Creating and executing policies to address urgent problems can be likened to an “optimization problem”, which requires political commitment, efficient governance, sufficient resources, and accurate data. In the case of the COVID-19 pandemic, India took an “optimization” approach, which led to the allocation of the necessary resources and attention to effectively address the issue. There are valuable insights that can be drawn from this approach to improve India’s efforts in achieving its SDG targets.

  • The success of India’s COVID-19 vaccination program and comprehensive relief package was largely due to the strong and consistent political leadership supported by a responsive administrative structure at all levels, from national to district.
    • This successful synergy was willing to learn and make adjustments in real-time.
    • It is now imperative to establish a similar assessment-oriented ethos that supports achieving India’s district-level SDGs with adequate support.
  • The second lesson from India’s success with COVID-19 is attributed to the digital infrastructure and new initiatives such as Co-WIN data platform and Aarogya Setu application.
    • India needs to establish a unified and public data platform for managing population health.
    • This can be achieved by integrating the existing siloed platforms into a single digital resource that is accessible to district administrators, state officials, and national policymakers.
  • Executing a targeted SDG strategy at scale requires the same sense of urgency demonstrated in India’s COVID-19 relief package.
    • The Indian government’s implementation of the ₹70 lakh crore Pradhan Mantri Garib Kalyan Yojana, later increased to nearly ₹6.29 lakh crore, in March 2020, which supported 800 million people, is an example of such a proactive programme.
    • This relief package included spending on direct in-kind and economic support, as well as measures aimed at reviving the economy, small businesses, and agriculture.
    • By mitigating the negative impacts of COVID-19, particularly for vulnerable and socio-economically disadvantaged groups, it exemplified the importance of a government-supported programme focused on improving people’s well-being.

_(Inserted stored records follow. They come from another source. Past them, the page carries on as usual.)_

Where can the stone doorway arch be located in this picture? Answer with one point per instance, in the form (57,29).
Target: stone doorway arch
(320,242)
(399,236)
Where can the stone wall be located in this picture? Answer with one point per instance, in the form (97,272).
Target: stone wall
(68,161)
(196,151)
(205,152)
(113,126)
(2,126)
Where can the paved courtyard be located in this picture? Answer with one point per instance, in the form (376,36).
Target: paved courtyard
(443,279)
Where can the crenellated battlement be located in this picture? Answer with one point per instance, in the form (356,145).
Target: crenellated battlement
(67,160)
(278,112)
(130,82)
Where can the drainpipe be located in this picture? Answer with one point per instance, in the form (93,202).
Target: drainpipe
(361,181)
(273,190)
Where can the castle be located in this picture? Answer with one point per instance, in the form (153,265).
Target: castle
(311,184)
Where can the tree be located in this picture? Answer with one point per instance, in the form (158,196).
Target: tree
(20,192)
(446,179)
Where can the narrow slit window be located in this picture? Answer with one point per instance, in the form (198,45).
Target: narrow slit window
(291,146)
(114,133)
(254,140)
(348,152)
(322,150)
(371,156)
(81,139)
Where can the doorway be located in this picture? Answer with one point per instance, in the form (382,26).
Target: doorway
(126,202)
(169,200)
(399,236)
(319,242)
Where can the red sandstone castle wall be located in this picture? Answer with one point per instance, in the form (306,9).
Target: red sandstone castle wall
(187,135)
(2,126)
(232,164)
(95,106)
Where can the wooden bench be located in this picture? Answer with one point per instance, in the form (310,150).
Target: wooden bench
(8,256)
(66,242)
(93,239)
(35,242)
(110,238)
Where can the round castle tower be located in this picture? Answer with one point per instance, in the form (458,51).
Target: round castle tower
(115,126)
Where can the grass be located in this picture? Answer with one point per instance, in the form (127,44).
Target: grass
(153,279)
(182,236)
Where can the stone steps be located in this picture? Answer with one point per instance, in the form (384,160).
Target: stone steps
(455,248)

India must chart a new policy course to meet the development aspirations of its billion-plus population in a sustainable and healthy manner, without historical precedent for a democratic and open economy.

  • However, India’s success in responding to the COVID-19 pandemic in a comprehensive and ambitious manner has demonstrated that delivering at scale is possible.
  • A similar pioneering and nationwide effort is necessary to meet the SDG targets, particularly those related to gender equality, basic quality infrastructure, and population health and well-being.